John LawlerThe Modern English possessive suffix -'s is not a case any longer. Cases inflect nouns, but the -'s attaches to the end of noun phrases, rather than to their head nouns. Technically, an affix that attaches to a syntactic construction instead of to a word of a particular type is called a clitic ...

@JanusBahsJacquet I doubt that grade-school teachers are allowed to even say the word clitic in class. :) — tchrist 9 mins ago
 
Jez
10:59 PM
@MετάEd how do you appeal?
 
@Jez Generally speaking, appeals can be posted at meta.english.stackexchange.com, posted at meta.stackoverflow.com, or e-mailed to team@stackexchange.com.

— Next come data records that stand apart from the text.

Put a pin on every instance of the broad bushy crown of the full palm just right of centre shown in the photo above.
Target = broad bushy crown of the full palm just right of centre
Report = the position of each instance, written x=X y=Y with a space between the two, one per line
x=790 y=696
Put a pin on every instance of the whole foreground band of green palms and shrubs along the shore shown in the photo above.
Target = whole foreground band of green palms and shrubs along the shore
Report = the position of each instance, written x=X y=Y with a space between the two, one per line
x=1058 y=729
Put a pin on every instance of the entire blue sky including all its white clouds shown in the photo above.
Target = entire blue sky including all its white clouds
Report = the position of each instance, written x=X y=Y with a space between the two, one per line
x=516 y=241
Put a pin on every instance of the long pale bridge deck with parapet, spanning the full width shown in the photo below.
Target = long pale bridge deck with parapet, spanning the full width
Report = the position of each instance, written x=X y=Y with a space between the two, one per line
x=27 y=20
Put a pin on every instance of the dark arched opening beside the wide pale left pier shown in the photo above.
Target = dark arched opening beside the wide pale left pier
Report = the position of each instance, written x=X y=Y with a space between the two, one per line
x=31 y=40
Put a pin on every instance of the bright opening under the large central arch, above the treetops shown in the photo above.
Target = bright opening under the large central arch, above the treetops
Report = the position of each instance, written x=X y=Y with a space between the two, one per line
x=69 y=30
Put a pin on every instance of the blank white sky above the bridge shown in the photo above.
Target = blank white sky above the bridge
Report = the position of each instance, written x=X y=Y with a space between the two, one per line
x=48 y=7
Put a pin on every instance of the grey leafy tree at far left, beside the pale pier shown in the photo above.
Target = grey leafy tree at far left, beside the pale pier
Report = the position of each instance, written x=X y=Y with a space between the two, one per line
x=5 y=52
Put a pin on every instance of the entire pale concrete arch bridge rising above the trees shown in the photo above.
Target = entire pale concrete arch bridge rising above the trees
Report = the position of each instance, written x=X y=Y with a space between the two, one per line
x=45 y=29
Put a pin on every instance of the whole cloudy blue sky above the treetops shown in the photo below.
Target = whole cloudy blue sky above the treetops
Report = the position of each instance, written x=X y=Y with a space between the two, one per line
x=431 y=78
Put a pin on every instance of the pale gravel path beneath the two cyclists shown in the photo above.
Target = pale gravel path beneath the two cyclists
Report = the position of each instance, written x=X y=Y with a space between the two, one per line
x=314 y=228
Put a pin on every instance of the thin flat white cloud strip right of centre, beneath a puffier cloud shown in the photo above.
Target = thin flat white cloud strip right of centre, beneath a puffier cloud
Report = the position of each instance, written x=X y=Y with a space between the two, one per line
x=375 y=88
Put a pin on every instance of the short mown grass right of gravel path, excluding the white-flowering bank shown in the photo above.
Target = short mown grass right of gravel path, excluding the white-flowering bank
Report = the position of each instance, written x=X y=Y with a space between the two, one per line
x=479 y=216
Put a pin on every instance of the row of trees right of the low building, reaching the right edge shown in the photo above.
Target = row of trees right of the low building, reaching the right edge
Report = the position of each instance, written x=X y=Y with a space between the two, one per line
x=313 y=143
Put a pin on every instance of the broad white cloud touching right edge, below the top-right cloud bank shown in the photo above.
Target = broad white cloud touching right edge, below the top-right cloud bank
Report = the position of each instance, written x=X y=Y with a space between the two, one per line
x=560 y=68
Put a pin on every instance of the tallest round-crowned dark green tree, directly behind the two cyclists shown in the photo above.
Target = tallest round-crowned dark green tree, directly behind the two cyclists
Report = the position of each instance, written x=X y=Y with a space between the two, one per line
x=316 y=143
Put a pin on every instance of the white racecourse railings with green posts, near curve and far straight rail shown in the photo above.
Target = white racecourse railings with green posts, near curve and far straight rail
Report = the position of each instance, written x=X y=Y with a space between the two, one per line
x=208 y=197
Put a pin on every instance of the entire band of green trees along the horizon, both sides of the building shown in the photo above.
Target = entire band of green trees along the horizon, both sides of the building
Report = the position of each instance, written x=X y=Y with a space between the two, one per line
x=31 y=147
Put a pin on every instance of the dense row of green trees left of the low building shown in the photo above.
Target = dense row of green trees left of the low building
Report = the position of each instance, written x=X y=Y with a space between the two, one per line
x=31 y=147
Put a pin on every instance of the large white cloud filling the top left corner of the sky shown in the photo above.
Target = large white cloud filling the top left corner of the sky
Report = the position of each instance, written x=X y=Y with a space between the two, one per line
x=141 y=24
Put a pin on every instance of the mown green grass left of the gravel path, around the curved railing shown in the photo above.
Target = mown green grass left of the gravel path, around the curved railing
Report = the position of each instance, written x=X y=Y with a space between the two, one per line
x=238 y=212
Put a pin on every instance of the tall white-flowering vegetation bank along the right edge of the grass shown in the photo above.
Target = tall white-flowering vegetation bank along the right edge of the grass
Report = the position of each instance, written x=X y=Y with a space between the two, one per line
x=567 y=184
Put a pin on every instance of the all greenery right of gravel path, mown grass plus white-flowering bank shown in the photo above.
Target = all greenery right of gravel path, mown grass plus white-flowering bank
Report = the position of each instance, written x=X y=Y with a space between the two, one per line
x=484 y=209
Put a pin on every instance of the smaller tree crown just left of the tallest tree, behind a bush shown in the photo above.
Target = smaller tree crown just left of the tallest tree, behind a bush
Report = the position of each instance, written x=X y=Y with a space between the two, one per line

The choice of venue is up to you.
 
Jez
oh great. that'll work well
a few days later someone might respond
 
Were you flagged by a mod, or was it a group flagging?
 
Jez
i wouldnt call it a group
AFAIK it was 2 people
 
@Jez Two people cannot successfully flag a chatpost. (Unless one is a mod.)
A flag needs to be ratified by five other users. Also, as many people vote against the flag you need that many more ratifications. Plus every five people in the room who don't vote count as an additional vote against, the so-called "meh" vote.
 
Jez
11:17 PM
well that doesn't seem right
considering how quickly it went from "flagged" to "removed & banned"
about 5 seconds
 
It doesn't take long, if the post is offensive.
 
Jez
well it wasnt
 
And I'm sure the time of day has an impact also.
I can't argue with you about the flag: I don't know what was said.
Nor do I know whether a mod was involved.
And with that I bid you adieu.
 
11:46 PM
@tchrist I'm a poetaster and I don't know it... aster?
@DavidWallace Wait, wait wait, no one's going to respond to that? Hey man you 're retarded!